Comment by judge2020

6 days ago

> - When you sign in to Google, you sign in browser-wide. Google now gets all of your browsing data, perfect for advertising. (If you ever doubt it, go check out Google Takeout. You'll be shocked at the amount of data you see there.)

I have yet to see evidence that Google uses browser sync data for advertising.

Go do something in chrome (look for cruises maybe), then delete the activity from myactivity.google.com, then wipe and reinstall chrome. You will see that you aren’t advertised based on that activity yet it’s still in your chrome history.

>I have yet to see evidence that Google uses browser sync data for advertising.

Then you probably don't get out much:

https://www.theverge.com/2024/5/31/24167119/google-search-al...

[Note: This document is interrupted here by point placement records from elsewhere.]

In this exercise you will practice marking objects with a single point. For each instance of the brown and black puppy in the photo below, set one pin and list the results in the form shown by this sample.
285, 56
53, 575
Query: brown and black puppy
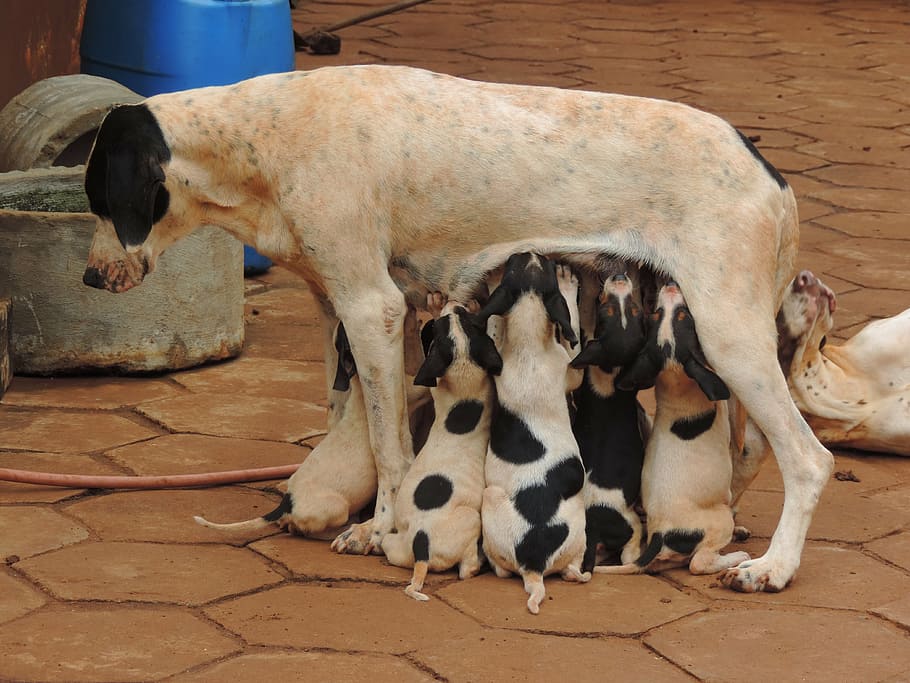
685, 486
608, 421
338, 478
437, 512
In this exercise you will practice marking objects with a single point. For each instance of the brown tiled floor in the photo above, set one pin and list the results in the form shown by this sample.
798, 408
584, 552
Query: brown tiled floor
122, 586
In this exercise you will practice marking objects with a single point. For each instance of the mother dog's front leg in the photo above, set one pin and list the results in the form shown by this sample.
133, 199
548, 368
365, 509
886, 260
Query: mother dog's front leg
374, 322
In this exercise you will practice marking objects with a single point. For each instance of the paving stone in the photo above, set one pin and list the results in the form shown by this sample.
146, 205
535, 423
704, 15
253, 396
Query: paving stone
54, 463
636, 604
775, 644
107, 643
532, 658
66, 432
293, 303
17, 598
195, 453
276, 419
167, 516
338, 616
895, 549
149, 572
27, 530
103, 393
255, 377
828, 576
338, 667
879, 303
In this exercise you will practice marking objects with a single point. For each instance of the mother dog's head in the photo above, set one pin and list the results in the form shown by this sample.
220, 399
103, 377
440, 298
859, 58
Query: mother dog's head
126, 184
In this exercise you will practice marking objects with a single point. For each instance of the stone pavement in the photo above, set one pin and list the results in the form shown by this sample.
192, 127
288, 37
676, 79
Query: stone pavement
123, 586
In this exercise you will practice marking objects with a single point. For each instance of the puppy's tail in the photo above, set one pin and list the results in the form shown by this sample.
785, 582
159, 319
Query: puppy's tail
284, 508
655, 544
534, 587
421, 547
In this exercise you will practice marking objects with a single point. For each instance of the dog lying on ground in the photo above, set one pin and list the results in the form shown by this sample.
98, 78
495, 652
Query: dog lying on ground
607, 423
685, 484
857, 394
379, 184
533, 512
437, 512
338, 478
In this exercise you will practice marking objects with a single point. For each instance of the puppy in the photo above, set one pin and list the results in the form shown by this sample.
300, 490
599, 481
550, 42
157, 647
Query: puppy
687, 470
430, 182
533, 512
856, 395
607, 422
437, 511
338, 478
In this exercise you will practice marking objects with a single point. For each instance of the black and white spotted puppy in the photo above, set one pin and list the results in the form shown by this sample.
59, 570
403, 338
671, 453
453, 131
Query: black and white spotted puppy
685, 486
338, 478
437, 512
533, 511
608, 422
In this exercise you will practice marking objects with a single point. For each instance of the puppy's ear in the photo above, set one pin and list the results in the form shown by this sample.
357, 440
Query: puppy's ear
558, 312
484, 353
346, 367
500, 301
426, 335
591, 354
641, 373
712, 385
434, 365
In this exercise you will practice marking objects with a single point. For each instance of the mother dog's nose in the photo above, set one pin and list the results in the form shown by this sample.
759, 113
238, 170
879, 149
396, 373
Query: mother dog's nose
93, 278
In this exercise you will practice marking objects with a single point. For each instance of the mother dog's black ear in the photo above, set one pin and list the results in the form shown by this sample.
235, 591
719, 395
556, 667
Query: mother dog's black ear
434, 366
558, 312
124, 178
591, 354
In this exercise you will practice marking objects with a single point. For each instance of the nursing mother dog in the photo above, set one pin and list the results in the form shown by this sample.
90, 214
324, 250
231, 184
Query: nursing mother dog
379, 184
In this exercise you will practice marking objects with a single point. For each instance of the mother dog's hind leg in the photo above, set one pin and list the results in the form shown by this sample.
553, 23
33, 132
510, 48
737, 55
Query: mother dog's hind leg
740, 342
373, 319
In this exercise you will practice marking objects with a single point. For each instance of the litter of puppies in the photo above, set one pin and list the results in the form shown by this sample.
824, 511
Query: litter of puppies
530, 468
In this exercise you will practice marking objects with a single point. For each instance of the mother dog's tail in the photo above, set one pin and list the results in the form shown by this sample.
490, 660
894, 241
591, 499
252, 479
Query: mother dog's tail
276, 516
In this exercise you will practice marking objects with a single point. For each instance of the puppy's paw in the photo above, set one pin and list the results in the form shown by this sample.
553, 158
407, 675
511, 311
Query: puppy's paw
356, 540
568, 282
755, 576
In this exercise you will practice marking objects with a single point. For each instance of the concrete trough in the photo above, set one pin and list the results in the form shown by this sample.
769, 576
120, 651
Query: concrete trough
189, 311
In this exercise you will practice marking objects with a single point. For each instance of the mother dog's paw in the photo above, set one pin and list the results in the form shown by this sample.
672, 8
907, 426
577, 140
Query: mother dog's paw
356, 540
754, 576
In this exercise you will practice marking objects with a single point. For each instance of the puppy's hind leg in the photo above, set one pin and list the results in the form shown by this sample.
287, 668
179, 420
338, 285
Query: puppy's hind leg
740, 343
706, 561
373, 321
534, 587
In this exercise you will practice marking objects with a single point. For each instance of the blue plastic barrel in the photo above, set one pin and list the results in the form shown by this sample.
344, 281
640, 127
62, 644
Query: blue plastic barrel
156, 46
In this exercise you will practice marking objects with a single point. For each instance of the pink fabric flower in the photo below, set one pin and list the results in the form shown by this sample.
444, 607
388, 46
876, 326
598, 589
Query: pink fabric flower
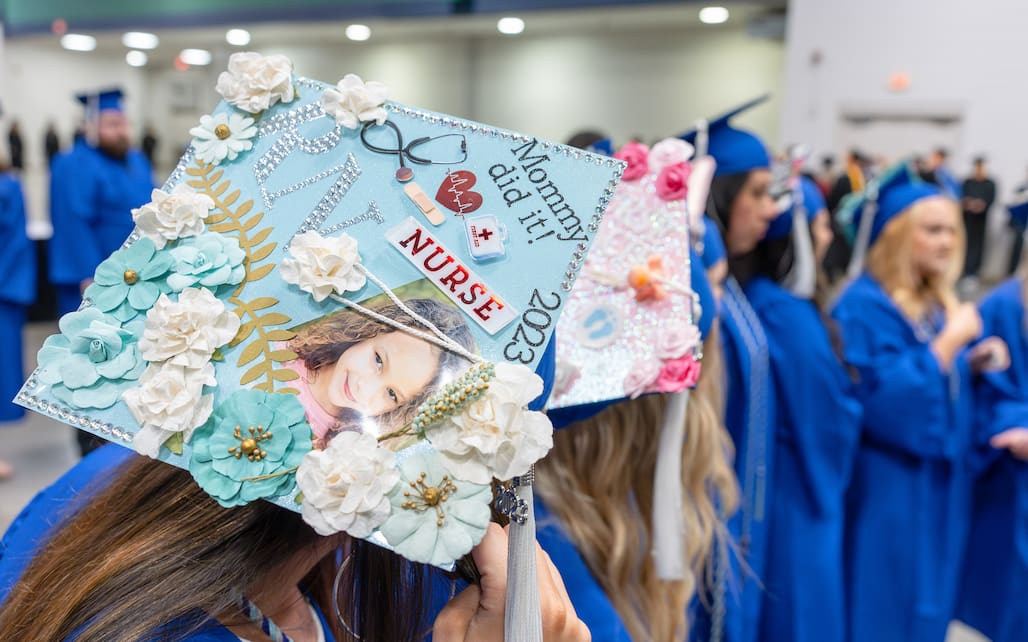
678, 374
641, 377
672, 182
676, 342
635, 155
669, 152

Another major point highlighted by Fishkin and King relates to how Google may use Chrome data in its search rankings. Google Search representatives have said that they don’t use anything from Chrome for ranking, but the leaked documents suggest that may not be true. One section, for example, lists “chrome_trans_clicks” as informing which links from a domain appear below the main webpage in search results. Fishkin interprets it as meaning Google “uses the number of clicks on pages in Chrome browsers and uses that to determine the most popular/important URLs on a site, which go into the calculation of which to include in the sitelinks feature.”

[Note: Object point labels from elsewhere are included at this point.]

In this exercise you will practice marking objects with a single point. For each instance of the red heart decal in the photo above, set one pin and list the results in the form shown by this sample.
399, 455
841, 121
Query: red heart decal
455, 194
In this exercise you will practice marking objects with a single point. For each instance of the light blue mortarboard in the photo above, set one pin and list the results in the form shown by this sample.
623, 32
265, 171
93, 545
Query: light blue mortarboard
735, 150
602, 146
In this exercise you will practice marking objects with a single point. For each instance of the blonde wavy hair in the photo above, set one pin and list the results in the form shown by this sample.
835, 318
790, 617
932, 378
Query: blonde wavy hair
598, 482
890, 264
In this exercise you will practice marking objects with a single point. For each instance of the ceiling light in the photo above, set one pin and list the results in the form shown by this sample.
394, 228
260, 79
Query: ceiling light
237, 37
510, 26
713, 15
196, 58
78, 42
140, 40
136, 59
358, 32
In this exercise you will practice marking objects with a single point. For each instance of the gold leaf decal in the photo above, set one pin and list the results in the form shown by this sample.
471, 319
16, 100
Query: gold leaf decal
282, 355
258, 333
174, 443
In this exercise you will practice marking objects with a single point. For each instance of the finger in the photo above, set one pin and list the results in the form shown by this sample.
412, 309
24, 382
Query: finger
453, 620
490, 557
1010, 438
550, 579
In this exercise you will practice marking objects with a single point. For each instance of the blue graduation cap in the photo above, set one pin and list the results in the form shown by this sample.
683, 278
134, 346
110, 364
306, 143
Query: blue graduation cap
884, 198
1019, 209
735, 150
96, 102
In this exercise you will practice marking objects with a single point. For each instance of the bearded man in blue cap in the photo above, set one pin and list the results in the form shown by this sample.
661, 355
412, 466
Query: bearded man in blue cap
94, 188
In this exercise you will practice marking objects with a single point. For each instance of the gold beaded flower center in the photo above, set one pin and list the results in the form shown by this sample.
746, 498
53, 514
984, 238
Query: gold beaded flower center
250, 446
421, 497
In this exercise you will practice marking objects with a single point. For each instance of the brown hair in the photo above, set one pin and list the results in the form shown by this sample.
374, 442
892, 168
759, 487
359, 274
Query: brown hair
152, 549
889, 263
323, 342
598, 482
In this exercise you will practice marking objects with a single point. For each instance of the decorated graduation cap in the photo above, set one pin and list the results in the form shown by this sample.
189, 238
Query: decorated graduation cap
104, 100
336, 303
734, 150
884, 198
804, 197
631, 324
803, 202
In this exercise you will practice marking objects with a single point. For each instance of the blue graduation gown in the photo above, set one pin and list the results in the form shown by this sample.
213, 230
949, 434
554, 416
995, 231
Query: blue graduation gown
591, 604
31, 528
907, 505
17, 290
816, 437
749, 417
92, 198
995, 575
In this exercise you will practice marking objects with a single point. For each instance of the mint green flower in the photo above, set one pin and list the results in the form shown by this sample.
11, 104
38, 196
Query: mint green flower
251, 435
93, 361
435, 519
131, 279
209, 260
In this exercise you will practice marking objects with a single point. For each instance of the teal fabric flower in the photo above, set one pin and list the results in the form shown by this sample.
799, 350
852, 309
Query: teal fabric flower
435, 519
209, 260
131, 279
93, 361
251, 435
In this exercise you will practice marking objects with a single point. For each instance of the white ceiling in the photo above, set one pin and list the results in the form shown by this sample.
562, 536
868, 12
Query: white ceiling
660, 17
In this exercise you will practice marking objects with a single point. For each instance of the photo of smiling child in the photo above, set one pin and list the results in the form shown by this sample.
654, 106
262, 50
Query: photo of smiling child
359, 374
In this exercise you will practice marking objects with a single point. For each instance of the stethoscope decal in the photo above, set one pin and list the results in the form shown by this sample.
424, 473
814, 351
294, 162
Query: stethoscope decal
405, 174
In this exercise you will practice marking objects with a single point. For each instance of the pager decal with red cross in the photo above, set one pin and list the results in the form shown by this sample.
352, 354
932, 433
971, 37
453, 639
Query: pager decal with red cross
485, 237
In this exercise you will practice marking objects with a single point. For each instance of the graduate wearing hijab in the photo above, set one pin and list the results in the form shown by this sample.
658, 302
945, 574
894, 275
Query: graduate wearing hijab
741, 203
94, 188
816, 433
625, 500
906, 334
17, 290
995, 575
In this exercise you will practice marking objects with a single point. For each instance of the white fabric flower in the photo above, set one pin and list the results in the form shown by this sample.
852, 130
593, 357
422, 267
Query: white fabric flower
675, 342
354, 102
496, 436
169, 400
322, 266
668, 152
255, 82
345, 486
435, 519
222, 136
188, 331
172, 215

  • It sounds like that might be talking about the hyperlink `ping` param: https://developer.mozilla.org/en-US/docs/Web/API/HTMLAnchorE...

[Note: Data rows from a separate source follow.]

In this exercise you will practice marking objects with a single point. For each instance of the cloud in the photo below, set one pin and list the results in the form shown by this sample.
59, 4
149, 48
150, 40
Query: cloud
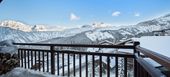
136, 14
74, 17
116, 13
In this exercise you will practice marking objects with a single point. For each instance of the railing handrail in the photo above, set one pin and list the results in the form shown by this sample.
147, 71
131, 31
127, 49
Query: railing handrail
81, 52
79, 45
149, 68
163, 60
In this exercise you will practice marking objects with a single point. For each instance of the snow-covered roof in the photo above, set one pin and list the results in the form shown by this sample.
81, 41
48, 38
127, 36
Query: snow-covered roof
159, 44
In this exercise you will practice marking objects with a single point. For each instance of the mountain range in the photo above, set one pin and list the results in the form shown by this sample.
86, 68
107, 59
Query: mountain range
87, 34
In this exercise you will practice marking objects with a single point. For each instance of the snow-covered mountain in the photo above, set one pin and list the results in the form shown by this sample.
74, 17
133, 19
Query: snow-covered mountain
114, 34
88, 34
15, 25
39, 28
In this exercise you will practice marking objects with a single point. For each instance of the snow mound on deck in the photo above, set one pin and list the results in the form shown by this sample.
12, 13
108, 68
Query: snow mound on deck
159, 44
7, 47
21, 72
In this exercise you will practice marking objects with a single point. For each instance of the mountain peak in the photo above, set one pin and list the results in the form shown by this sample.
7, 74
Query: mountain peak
39, 28
15, 25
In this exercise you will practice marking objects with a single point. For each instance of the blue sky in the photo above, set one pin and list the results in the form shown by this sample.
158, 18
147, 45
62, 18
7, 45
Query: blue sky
78, 12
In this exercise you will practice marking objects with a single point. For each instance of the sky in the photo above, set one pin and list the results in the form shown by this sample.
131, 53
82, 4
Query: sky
80, 12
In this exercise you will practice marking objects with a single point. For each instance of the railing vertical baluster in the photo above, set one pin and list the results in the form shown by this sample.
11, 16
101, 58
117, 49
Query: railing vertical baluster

    It could be marked as chrome because Firefox doesn’t support it (without a default-off config value) and Safari technically implemented it at a later date than Chrome, with non-chromium Edge supporting it years after chrome.

    This would indicate Google is using chrome to tell it when (via its support of the ping property) but wouldn’t indicate they are decrypting and analyzing chrome sync data.